US Senate candidate Lucas Kunce in Missouri not only wants to ban members of Congress from trading stocks, but he also wants to toss them in jail if they don't comply.

US Senate candidate John Fetterman in Pennsylvania said Wednesday that "there isn't any voter I've ever spoken to that says, 'yes, we should allow members of Congress to either protect their investments or make money based off the information they come in contact to."

They join an improbable and growing coalition of federal lawmakers on the left — Democratic Rep. Alexandria Ocasio-Cortez and Sen. Elizabeth Warren — and the right — House Minority Leader Kevin McCarthy and Sen. John Hawley — who've signaled their support for banning their colleagues from trading stocks. 

Sen. Sherrod Brown and Rep. Tim Ryan, both Ohio Democrats, as well as Ocasio-Cortez and Rep. Abigail Spanberger, a Virginia Democrat, have recently featured their support for congressional stock trade bans in their campaign fundraising messaging.

"Members of Congress have access to highly confidential information that the public does not," Ryan's campaign wrote in January. "But this is still legal thanks to politicians who only look out for their own bottom line."  

Democratic leaders must understand that they're at significant risk of losing majorities in the US House and US Senate during the 2022 midterms if they don't spearhead "common sense" efforts to bolster the public's trust in government, such as stock trade bans, Nelson said. That includes Speaker Nancy Pelosi, House Majority Leader Steny Hoyer, and Senate Majority Leader Chuck Schumer, he said.

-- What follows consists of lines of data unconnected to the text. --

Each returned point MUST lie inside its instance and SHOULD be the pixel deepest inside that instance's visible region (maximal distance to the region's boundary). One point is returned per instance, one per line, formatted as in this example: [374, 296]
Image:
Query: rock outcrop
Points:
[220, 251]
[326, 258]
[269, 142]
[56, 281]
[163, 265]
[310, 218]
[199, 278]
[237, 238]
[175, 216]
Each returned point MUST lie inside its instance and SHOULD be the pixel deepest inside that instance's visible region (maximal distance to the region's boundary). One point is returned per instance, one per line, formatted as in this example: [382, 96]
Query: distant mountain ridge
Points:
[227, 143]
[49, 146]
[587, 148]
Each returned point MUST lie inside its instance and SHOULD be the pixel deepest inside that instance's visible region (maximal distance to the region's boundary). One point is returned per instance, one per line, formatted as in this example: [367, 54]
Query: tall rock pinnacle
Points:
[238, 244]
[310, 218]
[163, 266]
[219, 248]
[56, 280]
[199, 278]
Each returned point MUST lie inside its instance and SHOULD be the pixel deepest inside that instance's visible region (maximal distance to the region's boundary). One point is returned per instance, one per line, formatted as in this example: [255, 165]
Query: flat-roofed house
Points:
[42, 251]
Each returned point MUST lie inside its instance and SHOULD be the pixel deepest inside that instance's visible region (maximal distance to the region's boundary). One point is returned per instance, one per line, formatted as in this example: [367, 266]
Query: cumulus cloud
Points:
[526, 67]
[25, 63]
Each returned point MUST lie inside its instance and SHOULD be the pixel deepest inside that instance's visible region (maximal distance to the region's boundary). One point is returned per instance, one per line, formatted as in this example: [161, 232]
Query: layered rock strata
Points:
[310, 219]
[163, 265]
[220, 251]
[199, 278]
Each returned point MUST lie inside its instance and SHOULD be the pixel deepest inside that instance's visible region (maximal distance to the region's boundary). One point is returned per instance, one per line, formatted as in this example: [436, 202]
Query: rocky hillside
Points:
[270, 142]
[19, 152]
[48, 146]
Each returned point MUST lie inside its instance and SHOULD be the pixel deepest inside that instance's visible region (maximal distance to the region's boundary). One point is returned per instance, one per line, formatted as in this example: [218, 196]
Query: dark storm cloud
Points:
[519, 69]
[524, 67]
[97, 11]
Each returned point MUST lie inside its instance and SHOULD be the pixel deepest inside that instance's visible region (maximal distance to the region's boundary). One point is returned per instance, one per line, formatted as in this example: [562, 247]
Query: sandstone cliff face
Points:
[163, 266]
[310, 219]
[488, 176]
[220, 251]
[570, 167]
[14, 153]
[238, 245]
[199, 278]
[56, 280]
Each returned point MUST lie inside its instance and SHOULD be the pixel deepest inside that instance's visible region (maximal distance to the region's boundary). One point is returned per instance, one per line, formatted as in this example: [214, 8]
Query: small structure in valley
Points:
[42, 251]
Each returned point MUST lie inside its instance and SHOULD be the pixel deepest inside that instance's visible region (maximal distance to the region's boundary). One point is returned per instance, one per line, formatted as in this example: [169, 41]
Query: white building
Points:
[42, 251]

Pelosi's endorsement of lawmakers' right to trade individual stocks, followed recently by a reluctant course change, is particularly vexing because it cuts against what most Democrats want Congress to do, Nelson added, citing recent polls

It's also given fuel to TikTokkers and Twitter accounts that religiously track and meme the speaker's trading. Comedians at The Onion and The Daily Show have meanwhile made Pelosi a punchline.   

"Speaker Pelosi should be leading, Sen. Schumer should be leading. This is not only good policy, it's good politics," Nelson said. "But they're out of touch. And that's dangerous. It's dangerous because we're in a very challenging environment for Democrats, we're in the midterm, and our party is in power. There's very little room for error … This is a blunder."

GOP Senate candidate Blake Masters chief operating officer of Thiel Capital and president of the Thiel Foundation.
GOP Senate candidate Blake Masters in Arizona has called on Congress to ban its members from trading individual stocks.

Republicans embrace a congressional stock ban

Republican US Senate candidate Blake Masters in Arizona, for one, is already attempting to outflank Democrats by embracing a stock ban. He, too, has panned Pelosi — one of the wealthiest members of Congress whose venture capitalist husband, Paul Pelosi, frequently trades stocks and stock options — as a poster politician for congressional corruption. 

Even former President Donald Trump, arguably the most financially conflicted president in US history, has chimed in, saying in January that members of Congress trading individual stocks is "not right … not appropriate."

In Pelosi's own California congressional district, Democratic socialist Shahid Buttar is hammering the House speaker on her stock ban reluctance as part of his longshot attempt to upend her in a June 7 primary.

Democratic leaders' resistance to a congressional stock trade ban, Buttar told Insider, reveals their willingness to "prioritize capitalism over democracy. 

"That preference, and Pelosi's history of putting her stock portfolio before the public interest, violate the oath of office and demand accountability," he said.

Both Buttar and Nelson said they're at least mildly encouraged that Pelosi, increasingly squeezed by both liberals and conservatives, said she won't block stock ban bills from coursing through the legislative process.

But it'll take all Democratic leaders offering wholehearted support of such a ban — up to and including Biden — to give left-of-center candidates across the country proper political cover during the 2022 midterms.  

"We can't have stupid decisions coming out of Washington if we want to win," Nelson said.